One kind of battery used in watches contains mercur(II) oxide. As current flows, the mercury oxide is reduced to mercury.
HgO(s) + H2O(l) + 2e^- ==> Hg(l) + 2OH^-(aq)
If 2.5x10^-5 amperes flows continuously 1095 days, what mass of Hg(l) is produced?
(2.5x10^-5)(1095days)(24hours/day)(3600seconds/hour) = (mass of Hg)(1 mol Hg/mw Hg)(2 mol e^-/1 mol Hg)
2365.2 = (x grams Hg)(1 mol Hg/200.59gHg)(2 mol e-/1 mol Hg)
= 23.58 grams
Check your work. It looks to me as if you have omitted the 96,485 factor. The 2365.2 looks ok.
To calculate the mass of Hg(l) produced in this reaction, we need to use the given current (2.5x10^-5 A), the time (1095 days), and the stoichiometry of the reaction.
First, convert the time from days to seconds:
1095 days * 24 hours/day * 3600 seconds/hour = 94,608,000 seconds.
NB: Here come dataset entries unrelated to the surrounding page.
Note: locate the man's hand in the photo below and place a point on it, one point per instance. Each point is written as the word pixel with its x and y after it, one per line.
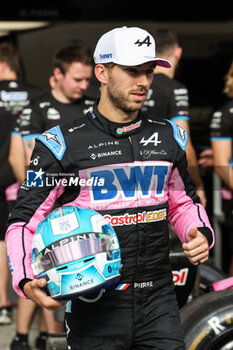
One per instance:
pixel 197 248
pixel 34 290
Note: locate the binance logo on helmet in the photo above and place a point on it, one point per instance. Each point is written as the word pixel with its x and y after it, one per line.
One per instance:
pixel 127 46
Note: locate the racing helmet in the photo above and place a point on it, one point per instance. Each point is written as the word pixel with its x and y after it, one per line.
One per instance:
pixel 77 251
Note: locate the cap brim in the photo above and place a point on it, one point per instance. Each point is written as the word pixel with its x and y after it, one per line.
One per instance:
pixel 158 61
pixel 163 63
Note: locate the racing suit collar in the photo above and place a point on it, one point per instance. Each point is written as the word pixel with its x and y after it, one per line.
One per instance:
pixel 118 130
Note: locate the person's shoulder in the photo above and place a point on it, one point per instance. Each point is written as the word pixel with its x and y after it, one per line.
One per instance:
pixel 57 138
pixel 170 129
pixel 177 84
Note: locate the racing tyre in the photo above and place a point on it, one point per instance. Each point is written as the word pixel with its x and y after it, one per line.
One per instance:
pixel 208 321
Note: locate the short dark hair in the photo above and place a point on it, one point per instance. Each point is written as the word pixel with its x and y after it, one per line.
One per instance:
pixel 10 55
pixel 165 40
pixel 74 52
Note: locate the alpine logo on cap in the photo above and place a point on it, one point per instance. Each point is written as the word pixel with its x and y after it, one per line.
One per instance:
pixel 146 41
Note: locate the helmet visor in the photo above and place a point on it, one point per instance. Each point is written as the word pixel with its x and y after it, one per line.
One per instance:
pixel 73 248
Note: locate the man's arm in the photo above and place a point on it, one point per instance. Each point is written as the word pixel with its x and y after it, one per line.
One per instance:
pixel 193 167
pixel 29 144
pixel 32 206
pixel 187 216
pixel 222 153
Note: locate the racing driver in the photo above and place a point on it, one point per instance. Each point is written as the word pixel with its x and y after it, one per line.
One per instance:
pixel 140 182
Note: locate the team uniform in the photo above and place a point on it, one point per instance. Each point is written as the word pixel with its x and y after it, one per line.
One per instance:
pixel 131 174
pixel 14 96
pixel 45 112
pixel 167 98
pixel 221 128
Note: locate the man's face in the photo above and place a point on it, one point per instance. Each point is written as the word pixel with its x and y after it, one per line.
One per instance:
pixel 127 86
pixel 75 81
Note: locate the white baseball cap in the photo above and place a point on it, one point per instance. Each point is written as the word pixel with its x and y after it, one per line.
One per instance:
pixel 127 46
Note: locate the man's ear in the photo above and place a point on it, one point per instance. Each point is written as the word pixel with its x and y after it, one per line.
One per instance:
pixel 57 73
pixel 178 52
pixel 101 73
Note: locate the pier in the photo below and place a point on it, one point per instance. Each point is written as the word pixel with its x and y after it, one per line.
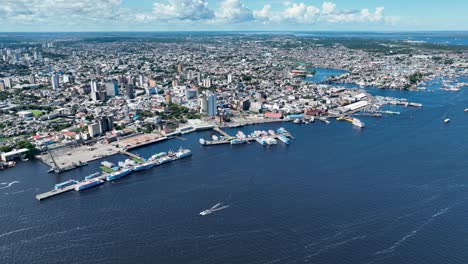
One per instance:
pixel 228 138
pixel 103 176
pixel 226 135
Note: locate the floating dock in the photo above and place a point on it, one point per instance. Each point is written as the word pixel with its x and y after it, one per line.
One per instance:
pixel 68 188
pixel 228 138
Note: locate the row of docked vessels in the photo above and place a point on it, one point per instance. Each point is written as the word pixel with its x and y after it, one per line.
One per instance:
pixel 125 169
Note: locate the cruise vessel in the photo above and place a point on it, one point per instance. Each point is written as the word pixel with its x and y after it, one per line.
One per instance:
pixel 88 184
pixel 92 176
pixel 182 153
pixel 143 166
pixel 64 184
pixel 157 156
pixel 261 141
pixel 358 123
pixel 238 141
pixel 271 141
pixel 118 174
pixel 283 139
pixel 241 135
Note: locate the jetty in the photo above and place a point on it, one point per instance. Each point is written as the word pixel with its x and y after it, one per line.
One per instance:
pixel 102 176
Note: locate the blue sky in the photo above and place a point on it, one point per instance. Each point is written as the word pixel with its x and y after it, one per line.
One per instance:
pixel 174 15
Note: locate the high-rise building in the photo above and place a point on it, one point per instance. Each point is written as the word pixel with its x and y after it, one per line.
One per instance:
pixel 8 83
pixel 130 91
pixel 207 82
pixel 32 79
pixel 94 86
pixel 212 105
pixel 168 97
pixel 112 88
pixel 94 129
pixel 106 124
pixel 203 103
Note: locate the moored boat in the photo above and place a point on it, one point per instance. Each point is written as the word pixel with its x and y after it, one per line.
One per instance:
pixel 118 174
pixel 88 184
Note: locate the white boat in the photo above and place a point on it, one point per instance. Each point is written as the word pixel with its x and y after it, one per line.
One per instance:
pixel 271 141
pixel 358 123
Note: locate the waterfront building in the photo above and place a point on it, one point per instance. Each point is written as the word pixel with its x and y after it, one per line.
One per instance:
pixel 55 81
pixel 130 91
pixel 15 154
pixel 212 105
pixel 112 88
pixel 8 83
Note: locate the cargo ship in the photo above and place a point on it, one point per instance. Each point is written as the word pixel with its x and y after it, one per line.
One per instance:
pixel 261 141
pixel 64 184
pixel 118 174
pixel 182 153
pixel 238 141
pixel 92 176
pixel 88 184
pixel 157 156
pixel 271 141
pixel 283 139
pixel 143 166
pixel 358 123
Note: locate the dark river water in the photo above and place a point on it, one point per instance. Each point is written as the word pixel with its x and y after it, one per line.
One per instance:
pixel 394 192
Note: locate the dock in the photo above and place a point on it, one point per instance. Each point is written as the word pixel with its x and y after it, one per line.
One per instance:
pixel 225 134
pixel 103 176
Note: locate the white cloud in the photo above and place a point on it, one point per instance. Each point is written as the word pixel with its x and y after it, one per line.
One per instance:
pixel 181 10
pixel 328 7
pixel 233 11
pixel 300 13
pixel 56 11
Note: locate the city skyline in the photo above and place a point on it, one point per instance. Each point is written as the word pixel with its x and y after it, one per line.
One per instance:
pixel 229 15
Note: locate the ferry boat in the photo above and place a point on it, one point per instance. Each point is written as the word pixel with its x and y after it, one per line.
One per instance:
pixel 64 184
pixel 164 160
pixel 157 156
pixel 283 139
pixel 92 176
pixel 238 141
pixel 358 123
pixel 88 184
pixel 261 141
pixel 118 174
pixel 241 135
pixel 143 166
pixel 182 153
pixel 281 130
pixel 271 141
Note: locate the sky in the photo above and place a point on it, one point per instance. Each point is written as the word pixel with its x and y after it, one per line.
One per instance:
pixel 232 15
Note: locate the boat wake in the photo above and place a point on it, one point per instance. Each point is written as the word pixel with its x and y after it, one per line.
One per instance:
pixel 9 184
pixel 16 231
pixel 214 208
pixel 412 233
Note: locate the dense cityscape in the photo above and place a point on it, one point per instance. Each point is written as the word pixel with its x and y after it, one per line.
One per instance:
pixel 233 131
pixel 100 92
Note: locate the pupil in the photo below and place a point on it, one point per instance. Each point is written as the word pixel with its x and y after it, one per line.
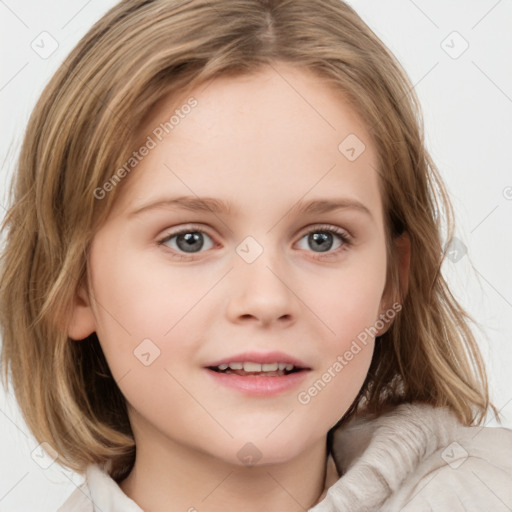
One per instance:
pixel 192 241
pixel 324 239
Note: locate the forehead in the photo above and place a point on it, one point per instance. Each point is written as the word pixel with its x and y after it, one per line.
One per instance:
pixel 279 133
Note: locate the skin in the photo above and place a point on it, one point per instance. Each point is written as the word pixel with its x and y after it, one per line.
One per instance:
pixel 262 146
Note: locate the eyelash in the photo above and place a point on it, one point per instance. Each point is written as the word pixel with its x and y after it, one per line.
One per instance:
pixel 345 238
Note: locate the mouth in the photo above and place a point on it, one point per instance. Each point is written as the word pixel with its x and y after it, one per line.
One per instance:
pixel 259 374
pixel 250 368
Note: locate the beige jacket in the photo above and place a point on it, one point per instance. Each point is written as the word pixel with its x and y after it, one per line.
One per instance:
pixel 415 458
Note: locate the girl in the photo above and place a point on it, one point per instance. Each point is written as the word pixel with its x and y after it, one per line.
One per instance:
pixel 308 354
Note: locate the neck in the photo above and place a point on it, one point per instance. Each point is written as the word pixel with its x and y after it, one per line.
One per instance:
pixel 171 477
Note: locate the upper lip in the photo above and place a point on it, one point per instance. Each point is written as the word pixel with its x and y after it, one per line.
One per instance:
pixel 260 357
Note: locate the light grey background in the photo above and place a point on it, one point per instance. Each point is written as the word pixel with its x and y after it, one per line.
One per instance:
pixel 467 104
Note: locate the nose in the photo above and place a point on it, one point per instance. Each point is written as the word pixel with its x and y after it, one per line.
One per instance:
pixel 262 292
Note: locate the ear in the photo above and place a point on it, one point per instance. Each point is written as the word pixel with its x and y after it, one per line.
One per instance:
pixel 82 322
pixel 391 294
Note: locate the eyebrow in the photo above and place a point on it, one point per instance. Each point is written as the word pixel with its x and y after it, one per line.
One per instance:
pixel 218 206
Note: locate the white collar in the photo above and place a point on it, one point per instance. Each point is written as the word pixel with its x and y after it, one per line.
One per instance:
pixel 361 450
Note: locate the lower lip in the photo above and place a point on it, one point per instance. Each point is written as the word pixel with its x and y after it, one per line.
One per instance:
pixel 255 385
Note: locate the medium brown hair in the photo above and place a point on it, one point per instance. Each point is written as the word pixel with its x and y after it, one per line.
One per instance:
pixel 83 128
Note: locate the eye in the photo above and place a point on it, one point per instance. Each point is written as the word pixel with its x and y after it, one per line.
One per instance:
pixel 321 238
pixel 189 240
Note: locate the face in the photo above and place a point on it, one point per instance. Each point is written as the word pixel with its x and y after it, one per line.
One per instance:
pixel 180 287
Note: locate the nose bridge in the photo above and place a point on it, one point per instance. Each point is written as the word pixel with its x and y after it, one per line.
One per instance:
pixel 260 286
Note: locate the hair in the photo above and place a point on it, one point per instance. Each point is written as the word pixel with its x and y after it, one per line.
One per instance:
pixel 84 126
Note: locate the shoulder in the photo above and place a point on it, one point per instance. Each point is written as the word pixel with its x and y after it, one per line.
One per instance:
pixel 470 471
pixel 416 458
pixel 78 501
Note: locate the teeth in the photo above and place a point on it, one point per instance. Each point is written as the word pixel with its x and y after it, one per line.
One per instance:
pixel 250 366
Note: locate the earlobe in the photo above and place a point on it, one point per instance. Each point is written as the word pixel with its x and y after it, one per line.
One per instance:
pixel 82 322
pixel 403 251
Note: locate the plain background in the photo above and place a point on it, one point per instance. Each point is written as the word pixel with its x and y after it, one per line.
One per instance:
pixel 458 56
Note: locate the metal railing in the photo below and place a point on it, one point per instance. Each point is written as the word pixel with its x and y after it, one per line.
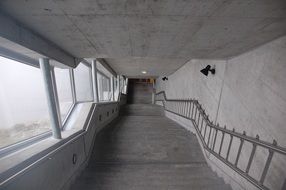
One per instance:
pixel 192 110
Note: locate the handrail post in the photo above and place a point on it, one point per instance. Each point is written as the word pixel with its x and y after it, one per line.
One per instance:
pixel 94 78
pixel 51 99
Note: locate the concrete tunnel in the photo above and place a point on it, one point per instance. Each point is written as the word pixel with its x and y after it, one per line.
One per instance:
pixel 143 95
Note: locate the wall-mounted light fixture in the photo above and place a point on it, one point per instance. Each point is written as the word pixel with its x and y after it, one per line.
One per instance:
pixel 208 69
pixel 165 78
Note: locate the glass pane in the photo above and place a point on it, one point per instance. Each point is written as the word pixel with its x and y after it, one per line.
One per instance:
pixel 64 91
pixel 23 106
pixel 83 83
pixel 104 91
pixel 116 89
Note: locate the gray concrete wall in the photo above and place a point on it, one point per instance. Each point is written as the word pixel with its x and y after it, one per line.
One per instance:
pixel 248 92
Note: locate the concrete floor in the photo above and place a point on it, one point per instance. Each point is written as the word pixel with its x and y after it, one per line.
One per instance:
pixel 145 151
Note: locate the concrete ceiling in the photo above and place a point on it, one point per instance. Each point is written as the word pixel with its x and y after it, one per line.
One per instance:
pixel 158 36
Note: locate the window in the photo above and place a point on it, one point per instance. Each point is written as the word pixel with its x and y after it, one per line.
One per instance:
pixel 104 90
pixel 23 105
pixel 64 91
pixel 83 86
pixel 116 89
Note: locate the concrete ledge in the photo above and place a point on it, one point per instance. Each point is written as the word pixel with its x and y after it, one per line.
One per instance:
pixel 49 164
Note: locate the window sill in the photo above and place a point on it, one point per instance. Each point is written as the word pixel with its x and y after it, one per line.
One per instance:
pixel 23 159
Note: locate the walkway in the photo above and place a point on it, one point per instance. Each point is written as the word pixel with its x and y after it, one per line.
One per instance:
pixel 144 150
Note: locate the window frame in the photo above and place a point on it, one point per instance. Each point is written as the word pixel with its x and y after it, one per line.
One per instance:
pixel 29 141
pixel 90 79
pixel 62 123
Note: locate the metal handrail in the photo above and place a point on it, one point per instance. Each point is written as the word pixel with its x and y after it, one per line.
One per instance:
pixel 192 110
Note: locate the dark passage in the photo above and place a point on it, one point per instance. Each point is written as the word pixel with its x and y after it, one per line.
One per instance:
pixel 139 91
pixel 144 150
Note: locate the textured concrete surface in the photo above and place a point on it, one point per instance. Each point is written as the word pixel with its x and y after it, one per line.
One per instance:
pixel 247 93
pixel 147 152
pixel 152 35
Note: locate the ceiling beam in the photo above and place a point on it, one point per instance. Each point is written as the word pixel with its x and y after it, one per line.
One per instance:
pixel 16 32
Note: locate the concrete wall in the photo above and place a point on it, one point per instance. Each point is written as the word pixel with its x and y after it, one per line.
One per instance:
pixel 248 92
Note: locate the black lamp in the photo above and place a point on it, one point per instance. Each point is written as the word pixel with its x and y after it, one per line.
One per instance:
pixel 164 78
pixel 208 69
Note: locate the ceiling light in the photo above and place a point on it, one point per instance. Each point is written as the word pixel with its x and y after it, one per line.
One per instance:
pixel 208 69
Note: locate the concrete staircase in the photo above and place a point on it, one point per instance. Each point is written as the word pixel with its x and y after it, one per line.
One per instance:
pixel 144 150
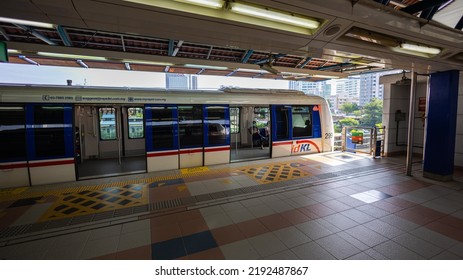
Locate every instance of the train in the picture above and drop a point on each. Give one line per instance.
(53, 134)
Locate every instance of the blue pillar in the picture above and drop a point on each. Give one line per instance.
(439, 152)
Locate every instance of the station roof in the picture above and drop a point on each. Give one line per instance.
(349, 37)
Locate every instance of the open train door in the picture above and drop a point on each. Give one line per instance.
(110, 141)
(250, 132)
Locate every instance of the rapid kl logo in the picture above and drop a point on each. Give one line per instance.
(304, 146)
(299, 148)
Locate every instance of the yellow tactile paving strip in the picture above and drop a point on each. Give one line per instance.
(90, 201)
(270, 173)
(27, 192)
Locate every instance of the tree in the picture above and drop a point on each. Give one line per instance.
(372, 113)
(349, 108)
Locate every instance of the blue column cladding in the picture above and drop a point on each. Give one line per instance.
(441, 129)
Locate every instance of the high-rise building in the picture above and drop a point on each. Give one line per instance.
(176, 81)
(316, 88)
(193, 82)
(370, 88)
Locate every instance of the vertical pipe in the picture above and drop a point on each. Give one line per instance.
(428, 93)
(411, 123)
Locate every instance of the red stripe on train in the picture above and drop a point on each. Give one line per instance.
(282, 143)
(309, 142)
(163, 154)
(51, 163)
(13, 165)
(218, 149)
(191, 151)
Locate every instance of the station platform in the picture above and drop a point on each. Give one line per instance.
(325, 206)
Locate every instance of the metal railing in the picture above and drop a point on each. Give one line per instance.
(367, 140)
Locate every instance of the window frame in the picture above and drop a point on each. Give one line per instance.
(99, 123)
(142, 123)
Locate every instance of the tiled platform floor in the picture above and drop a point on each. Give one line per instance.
(310, 208)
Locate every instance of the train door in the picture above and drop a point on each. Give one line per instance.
(250, 132)
(190, 136)
(110, 141)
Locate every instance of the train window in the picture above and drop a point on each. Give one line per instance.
(49, 131)
(190, 124)
(235, 120)
(282, 120)
(107, 117)
(12, 133)
(135, 122)
(216, 121)
(302, 121)
(163, 132)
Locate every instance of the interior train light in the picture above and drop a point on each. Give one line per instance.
(206, 67)
(27, 22)
(420, 48)
(147, 62)
(215, 4)
(276, 16)
(251, 70)
(72, 56)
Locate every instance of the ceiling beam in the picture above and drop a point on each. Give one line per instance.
(177, 48)
(275, 57)
(123, 43)
(459, 25)
(306, 61)
(422, 5)
(231, 73)
(171, 47)
(340, 65)
(4, 34)
(28, 60)
(37, 34)
(64, 35)
(429, 13)
(246, 56)
(384, 2)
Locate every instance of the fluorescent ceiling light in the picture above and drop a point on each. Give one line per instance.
(206, 67)
(147, 62)
(27, 22)
(73, 56)
(419, 48)
(215, 4)
(251, 70)
(274, 16)
(325, 76)
(300, 75)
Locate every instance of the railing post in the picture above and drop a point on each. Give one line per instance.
(343, 139)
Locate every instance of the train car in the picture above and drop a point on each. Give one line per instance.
(52, 134)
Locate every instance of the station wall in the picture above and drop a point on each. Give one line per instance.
(397, 97)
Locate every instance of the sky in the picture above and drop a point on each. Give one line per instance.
(52, 75)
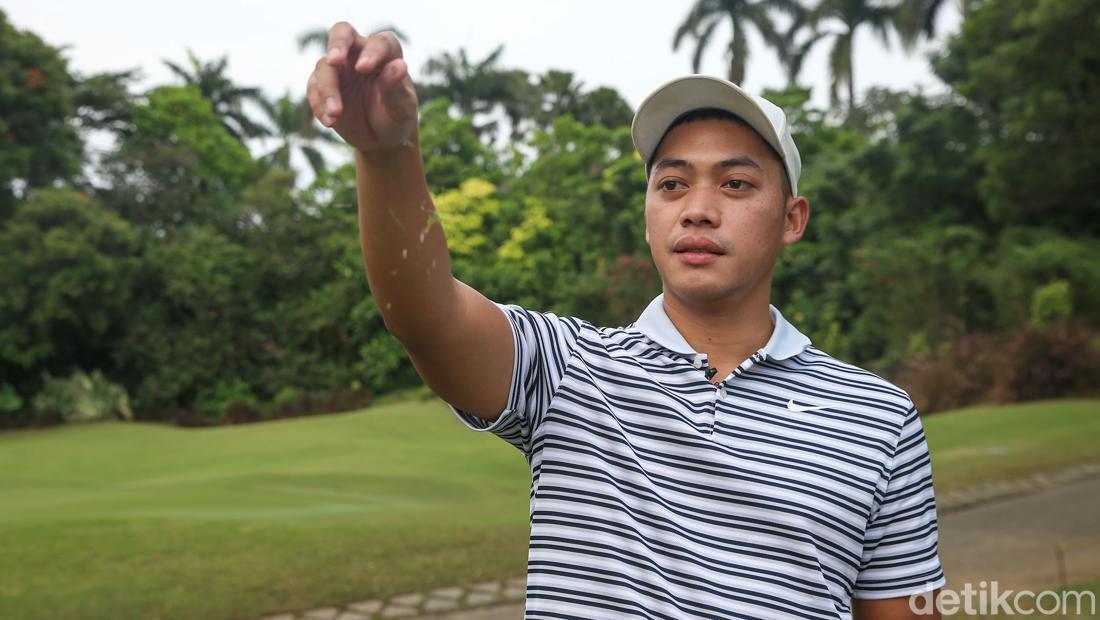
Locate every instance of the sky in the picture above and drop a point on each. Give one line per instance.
(625, 44)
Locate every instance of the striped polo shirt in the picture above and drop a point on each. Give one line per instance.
(793, 485)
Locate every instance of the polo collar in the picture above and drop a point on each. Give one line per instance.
(785, 340)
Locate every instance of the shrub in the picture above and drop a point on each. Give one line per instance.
(80, 398)
(9, 399)
(213, 401)
(1029, 363)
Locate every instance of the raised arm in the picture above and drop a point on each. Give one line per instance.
(458, 340)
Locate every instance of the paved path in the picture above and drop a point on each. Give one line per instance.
(1009, 540)
(1004, 532)
(1013, 540)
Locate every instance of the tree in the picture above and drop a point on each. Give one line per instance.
(67, 268)
(917, 18)
(1032, 70)
(226, 97)
(37, 143)
(704, 18)
(179, 166)
(294, 125)
(793, 44)
(851, 14)
(474, 87)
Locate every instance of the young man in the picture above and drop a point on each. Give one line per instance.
(706, 462)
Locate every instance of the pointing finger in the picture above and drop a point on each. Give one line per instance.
(342, 36)
(397, 92)
(323, 92)
(377, 50)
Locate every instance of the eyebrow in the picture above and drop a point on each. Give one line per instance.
(732, 163)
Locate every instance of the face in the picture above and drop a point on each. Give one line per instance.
(716, 212)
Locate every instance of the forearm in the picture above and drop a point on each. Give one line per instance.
(408, 266)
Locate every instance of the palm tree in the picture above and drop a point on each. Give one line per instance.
(226, 97)
(295, 128)
(916, 18)
(793, 44)
(475, 87)
(705, 15)
(561, 93)
(851, 15)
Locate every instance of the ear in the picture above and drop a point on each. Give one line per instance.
(795, 219)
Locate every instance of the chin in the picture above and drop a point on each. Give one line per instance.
(700, 289)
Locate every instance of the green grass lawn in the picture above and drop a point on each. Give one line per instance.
(974, 445)
(150, 521)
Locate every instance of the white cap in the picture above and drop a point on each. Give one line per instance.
(681, 96)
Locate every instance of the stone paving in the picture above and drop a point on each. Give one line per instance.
(455, 601)
(432, 602)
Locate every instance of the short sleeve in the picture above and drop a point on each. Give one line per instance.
(901, 551)
(543, 344)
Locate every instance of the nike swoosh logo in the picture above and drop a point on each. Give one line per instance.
(801, 409)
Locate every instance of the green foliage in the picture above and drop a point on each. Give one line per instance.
(215, 399)
(179, 166)
(81, 398)
(1052, 302)
(9, 399)
(452, 152)
(1030, 68)
(37, 145)
(67, 274)
(213, 289)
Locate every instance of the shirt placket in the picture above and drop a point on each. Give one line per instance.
(725, 387)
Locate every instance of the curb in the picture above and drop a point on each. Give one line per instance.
(1002, 489)
(491, 594)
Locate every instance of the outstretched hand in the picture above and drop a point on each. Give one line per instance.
(362, 89)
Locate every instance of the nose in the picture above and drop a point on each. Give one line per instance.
(701, 208)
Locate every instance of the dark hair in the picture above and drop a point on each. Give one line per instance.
(719, 114)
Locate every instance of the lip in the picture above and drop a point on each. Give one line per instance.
(697, 250)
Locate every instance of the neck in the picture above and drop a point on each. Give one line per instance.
(728, 331)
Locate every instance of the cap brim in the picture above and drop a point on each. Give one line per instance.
(683, 95)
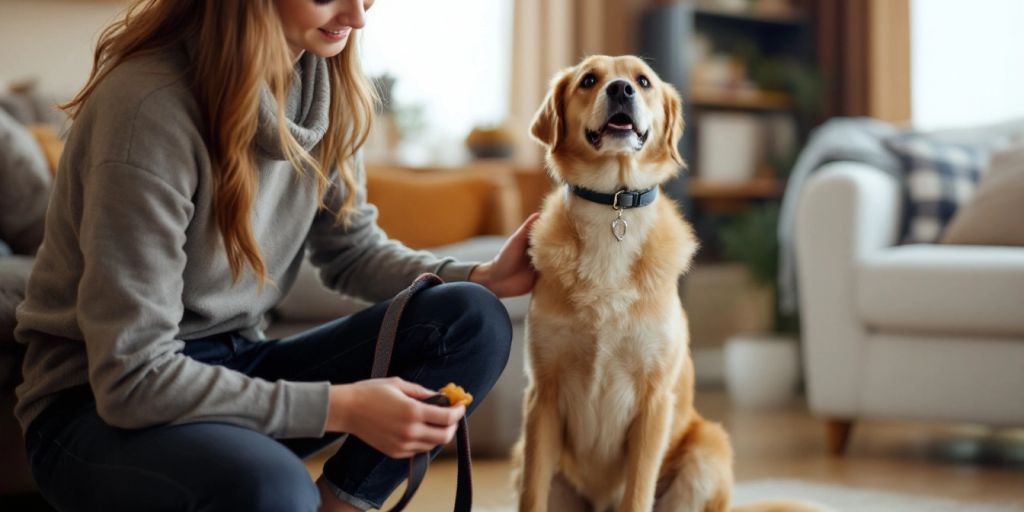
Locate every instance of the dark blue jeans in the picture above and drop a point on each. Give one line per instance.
(451, 333)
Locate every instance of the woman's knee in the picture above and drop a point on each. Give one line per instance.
(478, 313)
(269, 487)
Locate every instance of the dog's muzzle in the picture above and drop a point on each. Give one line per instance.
(622, 112)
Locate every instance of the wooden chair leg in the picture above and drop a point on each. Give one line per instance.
(838, 435)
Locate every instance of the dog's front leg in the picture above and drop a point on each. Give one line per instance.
(542, 449)
(647, 441)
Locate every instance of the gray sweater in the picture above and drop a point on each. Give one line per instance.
(132, 265)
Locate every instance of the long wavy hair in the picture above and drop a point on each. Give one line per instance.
(242, 48)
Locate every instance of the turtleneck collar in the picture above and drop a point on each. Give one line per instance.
(306, 107)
Now let's set up the stoichiometry calculation using the unit cancelation method:
2.5x10^-5 A * 94,608,000 s = x grams Hg * (1 mol Hg / 200.59 g Hg) * (2 mol e^- / 1 mol Hg)
Calculate the left-hand side:
2.5x10^-5 A * 94,608,000 s = 2,365.2 C
Substitute this value into the equation and solve for x:
2,365.2 C = x g Hg * (1 mol / 200.59 g Hg) * (2 mol e^- / 1 mol Hg)
To isolate x, multiply the molar masses and divide both sides by the conversion factors:
x = 2,365.2 C * (1 mol Hg / 200.59 g Hg) * (1 mol e^- / 2 mol Hg)
x = 23.58 g Hg
Therefore, the mass of Hg(l) produced in this reaction is 23.58 grams.